I thought he was exotic and fabulous, especially when in the latter stages of my time at school, he started going out with one of the other teachers, which was strictly forbidden, and of course it had to be kept quiet. I just thought that was fantastic.
He was probably in his fifties when he taught me - silver-haired, very debonair. I always thought he looked like he stepped out of an Ealing comedy or something like that. A real silver fox, always very well dressed, always had a grin, and always smelled very strongly of cigarette smoke.
I hope he is still with us, and I really wish him all the best because he was that rarest of things - a really inspirational teacher.
The other teacher was Mr Macadam, my English teacher in fifth and sixth year. He had a lively, engaging style and was very good at bringing alive and explaining texts. But the reason I really chose him is because he singlehandedly kept alive the school newspaper and the school magazine. My dad worked in local newspapers, so I had a vague interest in it, but didn't really think I would make a career out of it.

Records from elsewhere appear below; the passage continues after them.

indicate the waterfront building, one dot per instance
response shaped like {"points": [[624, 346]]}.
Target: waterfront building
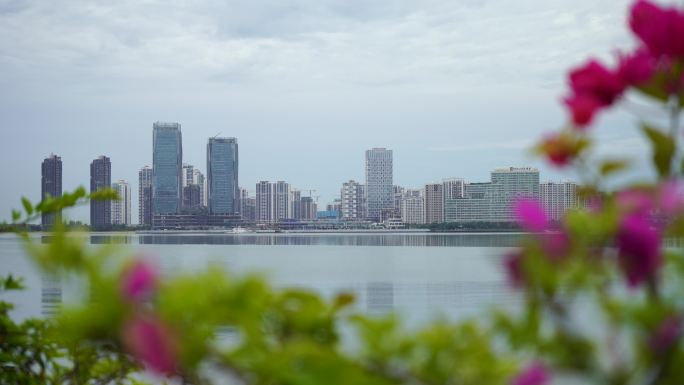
{"points": [[434, 203], [309, 209], [100, 178], [557, 198], [351, 200], [50, 186], [145, 196], [265, 202], [222, 175], [121, 209], [283, 207], [167, 163], [379, 190]]}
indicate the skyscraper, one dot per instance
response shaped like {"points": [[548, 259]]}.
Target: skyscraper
{"points": [[379, 189], [167, 163], [222, 175], [100, 178], [121, 209], [145, 196], [51, 185]]}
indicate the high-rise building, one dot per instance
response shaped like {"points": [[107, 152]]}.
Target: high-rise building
{"points": [[352, 200], [379, 190], [309, 209], [100, 178], [222, 175], [283, 209], [265, 202], [121, 209], [167, 163], [145, 196], [51, 185], [557, 198], [412, 209], [434, 203]]}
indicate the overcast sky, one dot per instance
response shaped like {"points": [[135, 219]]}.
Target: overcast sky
{"points": [[454, 87]]}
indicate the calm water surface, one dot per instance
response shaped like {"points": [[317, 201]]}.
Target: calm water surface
{"points": [[421, 276]]}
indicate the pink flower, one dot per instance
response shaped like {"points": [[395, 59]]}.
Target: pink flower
{"points": [[639, 248], [149, 340], [138, 281], [582, 109], [513, 266], [595, 80], [667, 333], [534, 374], [660, 29], [637, 68], [530, 214]]}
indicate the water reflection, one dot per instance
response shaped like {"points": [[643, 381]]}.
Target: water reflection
{"points": [[414, 240]]}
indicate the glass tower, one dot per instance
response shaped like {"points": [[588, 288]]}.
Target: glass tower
{"points": [[222, 175], [167, 163]]}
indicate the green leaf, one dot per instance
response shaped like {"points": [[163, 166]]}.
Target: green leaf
{"points": [[27, 205], [663, 149]]}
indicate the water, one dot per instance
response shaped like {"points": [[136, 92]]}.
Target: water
{"points": [[421, 276]]}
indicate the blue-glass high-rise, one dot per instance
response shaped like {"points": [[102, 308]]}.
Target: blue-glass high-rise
{"points": [[167, 165], [222, 175]]}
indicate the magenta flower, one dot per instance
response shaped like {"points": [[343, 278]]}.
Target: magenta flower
{"points": [[667, 333], [138, 281], [637, 68], [639, 249], [149, 340], [660, 29], [530, 214], [534, 374]]}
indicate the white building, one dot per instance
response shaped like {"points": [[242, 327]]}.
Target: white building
{"points": [[121, 209], [558, 198], [379, 188], [352, 200]]}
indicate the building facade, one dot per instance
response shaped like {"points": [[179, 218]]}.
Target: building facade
{"points": [[51, 186], [434, 203], [100, 178], [222, 175], [167, 167], [379, 187], [121, 209], [557, 198], [145, 196]]}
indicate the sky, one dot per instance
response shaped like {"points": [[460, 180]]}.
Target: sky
{"points": [[455, 88]]}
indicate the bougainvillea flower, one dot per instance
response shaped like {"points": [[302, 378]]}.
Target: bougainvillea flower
{"points": [[534, 374], [149, 340], [530, 214], [513, 267], [639, 249], [582, 109], [138, 281], [667, 333], [636, 68], [596, 81], [661, 29]]}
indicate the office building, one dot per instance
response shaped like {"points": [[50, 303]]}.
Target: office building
{"points": [[100, 178], [167, 163], [434, 203], [222, 175], [145, 196], [379, 187], [121, 209], [557, 198], [51, 185]]}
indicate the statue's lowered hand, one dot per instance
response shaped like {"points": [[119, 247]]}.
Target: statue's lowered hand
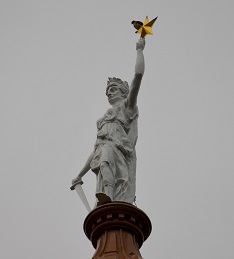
{"points": [[75, 181]]}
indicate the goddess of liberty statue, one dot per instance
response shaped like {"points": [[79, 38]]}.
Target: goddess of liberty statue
{"points": [[113, 159]]}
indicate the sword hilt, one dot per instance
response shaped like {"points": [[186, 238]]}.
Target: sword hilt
{"points": [[74, 185]]}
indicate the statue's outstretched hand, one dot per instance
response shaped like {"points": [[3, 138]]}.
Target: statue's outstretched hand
{"points": [[77, 180], [140, 44]]}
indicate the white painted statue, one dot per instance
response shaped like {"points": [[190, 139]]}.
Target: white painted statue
{"points": [[113, 159]]}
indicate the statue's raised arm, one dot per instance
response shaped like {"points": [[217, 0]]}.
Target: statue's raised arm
{"points": [[139, 71]]}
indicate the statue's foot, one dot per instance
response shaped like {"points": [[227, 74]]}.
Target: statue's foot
{"points": [[102, 198]]}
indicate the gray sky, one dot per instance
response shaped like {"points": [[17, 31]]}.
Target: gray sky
{"points": [[55, 57]]}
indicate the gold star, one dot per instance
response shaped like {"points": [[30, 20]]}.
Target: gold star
{"points": [[146, 27]]}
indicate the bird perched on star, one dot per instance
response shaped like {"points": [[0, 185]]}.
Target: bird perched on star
{"points": [[144, 28]]}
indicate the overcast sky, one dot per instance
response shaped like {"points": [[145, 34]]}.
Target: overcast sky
{"points": [[55, 57]]}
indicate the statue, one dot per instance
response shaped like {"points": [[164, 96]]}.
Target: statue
{"points": [[113, 159]]}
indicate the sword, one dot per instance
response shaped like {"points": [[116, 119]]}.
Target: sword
{"points": [[77, 186]]}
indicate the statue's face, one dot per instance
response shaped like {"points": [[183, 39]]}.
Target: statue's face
{"points": [[114, 94]]}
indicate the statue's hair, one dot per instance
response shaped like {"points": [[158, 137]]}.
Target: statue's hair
{"points": [[123, 85]]}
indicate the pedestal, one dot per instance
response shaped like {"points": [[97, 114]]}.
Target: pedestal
{"points": [[117, 230]]}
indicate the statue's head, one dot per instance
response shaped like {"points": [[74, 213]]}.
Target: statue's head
{"points": [[121, 85]]}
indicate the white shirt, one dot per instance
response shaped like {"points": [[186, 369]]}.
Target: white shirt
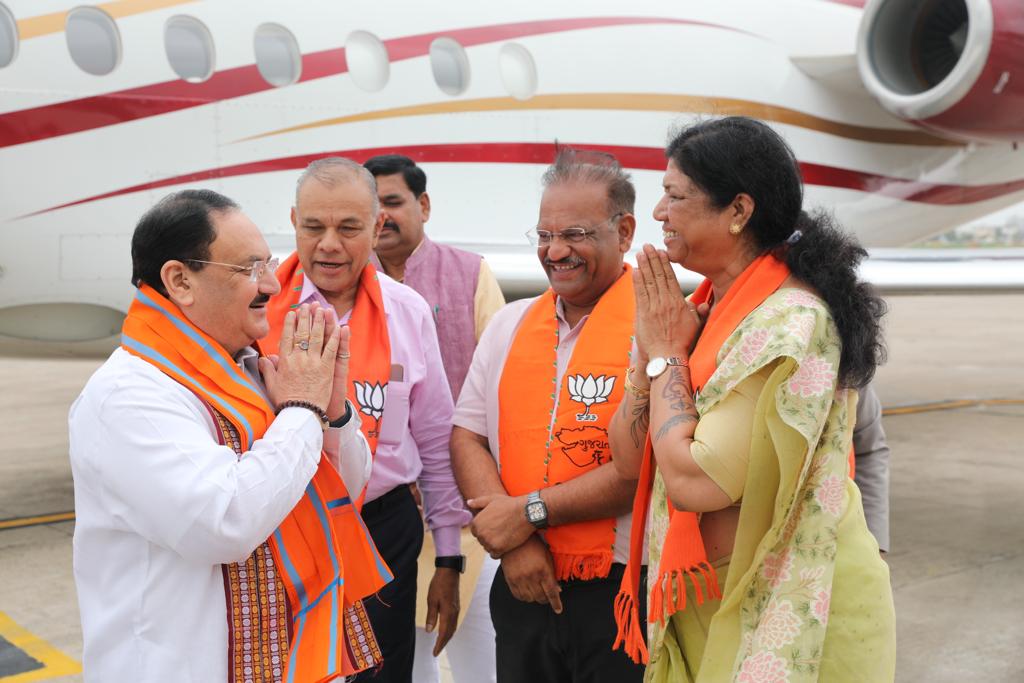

But Mr Macadam encouraged me to get involved, and I ended up editing the school newspaper and going on to edit the school magazine. He really encouraged me, supported me and told me that I had the ability to do something with those skills.
It was because of him I then went on to work on the student newspaper at Edinburgh University and it was because of him that I went on to do journalism as a postgraduate down at Cardiff and got into the business. So I owe him a lot.
He could have chosen anybody, but he chose me, because he thought I was the best person to do it. And that gave me a self-belief that I probably hadn't had before. George Macadam died a few years ago, but he was absolutely in part responsible for what I have done with my life, and I am always grateful for that.
When I went looking for a school for my son to be educated in, what I wanted was a replica of Dumfries Academy, and I think that is probably the best tribute anybody can give to a teacher. They sent me on a really good course in life, and a course I would like to pass on to my own family.
Stephen Jardine was talking to Julia Belgutay.
Born: Dumfries, 1963
Education: Loreburne Primary; Dumfries Academy Primary; Dumfries Academy; University of Edinburgh; University College Cardiff
Career: Trainee reporter, Radio Tay, Dundee; trainee news reporter, STV; correspondent for GMTV; journalist, presenter and broadcaster, director of Taste Communications.